By John Ikani
Nigeria’s currency, the Naira, has continued its free fall, reaching N1005 per dollar in the parallel market yesterday, in contrast to the N995 per dollar rate on Tuesday.
Likewise, within the Investors and Exporters (I&E) window, the naira also saw a decline, settling at N775.31 per dollar.
According to data from FMDQ, the indicative exchange rate for the I&E window increased to N775.31 per dollar, up from Tuesday’s N755.08 per dollar, indicating a depreciation of N20.23 for the naira.
The trading volume of dollars in this window rose by 6.3 percent, reaching $144.55 million compared to Tuesday’s $135.98 million.

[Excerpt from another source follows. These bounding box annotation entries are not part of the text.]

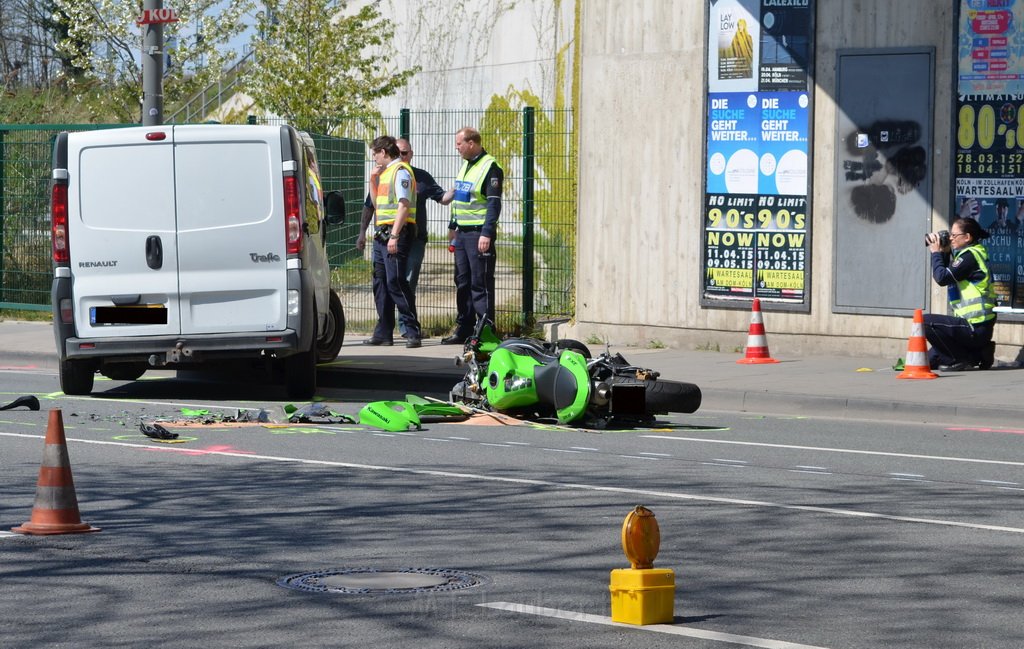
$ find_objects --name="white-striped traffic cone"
[896,309,939,379]
[736,298,778,363]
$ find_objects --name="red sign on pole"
[135,7,178,25]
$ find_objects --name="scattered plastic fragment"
[0,395,39,410]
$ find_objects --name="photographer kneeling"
[925,218,995,372]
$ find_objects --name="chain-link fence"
[0,109,577,336]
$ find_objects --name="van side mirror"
[324,191,345,225]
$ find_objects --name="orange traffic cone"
[896,309,939,379]
[736,298,778,363]
[11,408,99,534]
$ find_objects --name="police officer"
[355,137,444,338]
[356,135,422,347]
[924,218,995,372]
[441,127,505,345]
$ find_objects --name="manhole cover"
[278,568,484,595]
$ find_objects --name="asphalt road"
[0,365,1024,648]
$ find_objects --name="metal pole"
[142,0,164,126]
[398,109,409,142]
[522,106,535,327]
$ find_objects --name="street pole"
[142,0,164,126]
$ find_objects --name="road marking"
[641,435,1024,467]
[8,432,1024,534]
[477,602,824,649]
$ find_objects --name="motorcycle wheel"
[609,377,700,415]
[555,338,593,358]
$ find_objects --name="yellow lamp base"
[608,568,676,625]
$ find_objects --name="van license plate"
[89,304,167,325]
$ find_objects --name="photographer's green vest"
[452,154,501,227]
[374,163,416,227]
[946,245,995,325]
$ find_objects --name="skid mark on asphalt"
[0,432,1024,534]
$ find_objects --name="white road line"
[0,432,1024,534]
[477,602,824,649]
[641,435,1024,467]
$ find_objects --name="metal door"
[833,48,935,314]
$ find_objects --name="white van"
[51,124,345,398]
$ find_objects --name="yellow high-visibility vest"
[374,162,416,227]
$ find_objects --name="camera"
[925,230,949,248]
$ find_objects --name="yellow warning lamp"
[608,505,676,624]
[623,505,662,570]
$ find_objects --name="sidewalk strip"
[477,602,824,649]
[6,432,1024,534]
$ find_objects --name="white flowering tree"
[53,0,254,122]
[243,0,418,132]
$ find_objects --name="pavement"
[0,320,1024,433]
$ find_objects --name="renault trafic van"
[51,124,345,398]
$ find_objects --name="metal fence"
[0,107,577,335]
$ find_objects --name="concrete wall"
[573,0,1024,358]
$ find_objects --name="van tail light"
[50,183,71,266]
[285,176,302,255]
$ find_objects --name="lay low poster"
[702,0,813,305]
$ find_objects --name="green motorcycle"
[451,323,700,428]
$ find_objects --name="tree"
[53,0,253,122]
[243,0,419,132]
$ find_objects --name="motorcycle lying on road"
[450,322,700,428]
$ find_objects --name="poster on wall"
[702,0,813,304]
[951,0,1024,313]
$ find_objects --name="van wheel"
[99,362,145,381]
[316,291,345,362]
[285,341,316,399]
[60,360,96,395]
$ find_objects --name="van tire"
[60,360,96,395]
[285,341,316,399]
[99,362,145,381]
[316,291,345,362]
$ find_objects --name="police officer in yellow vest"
[441,127,505,345]
[925,218,995,372]
[362,135,423,347]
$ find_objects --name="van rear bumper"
[60,331,300,365]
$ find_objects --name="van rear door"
[174,124,288,335]
[68,127,180,338]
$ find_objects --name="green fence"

As a result, the gap between the official and parallel market exchange rates widened to N229.69 per dollar, as opposed to Tuesday’s N217.92 per dollar.
Experts have noted that the absence of intervention by the Central Bank of Nigeria (CBN) this month has allowed the naira’s value to decline in the parallel market.
It would be recalled that Nigeria’s President Bola Tinubu recently unified the nation’s exchange rates, prompting the CBN to move towards a free-floating system.
The shift enables deposit money banks (DMBs) and foreign exchange market dealers to freely buy and sell forex at rates determined by the market.
The change, which took effect on June 14, marks a transition from the previous multiple forex regime to a more flexible approach.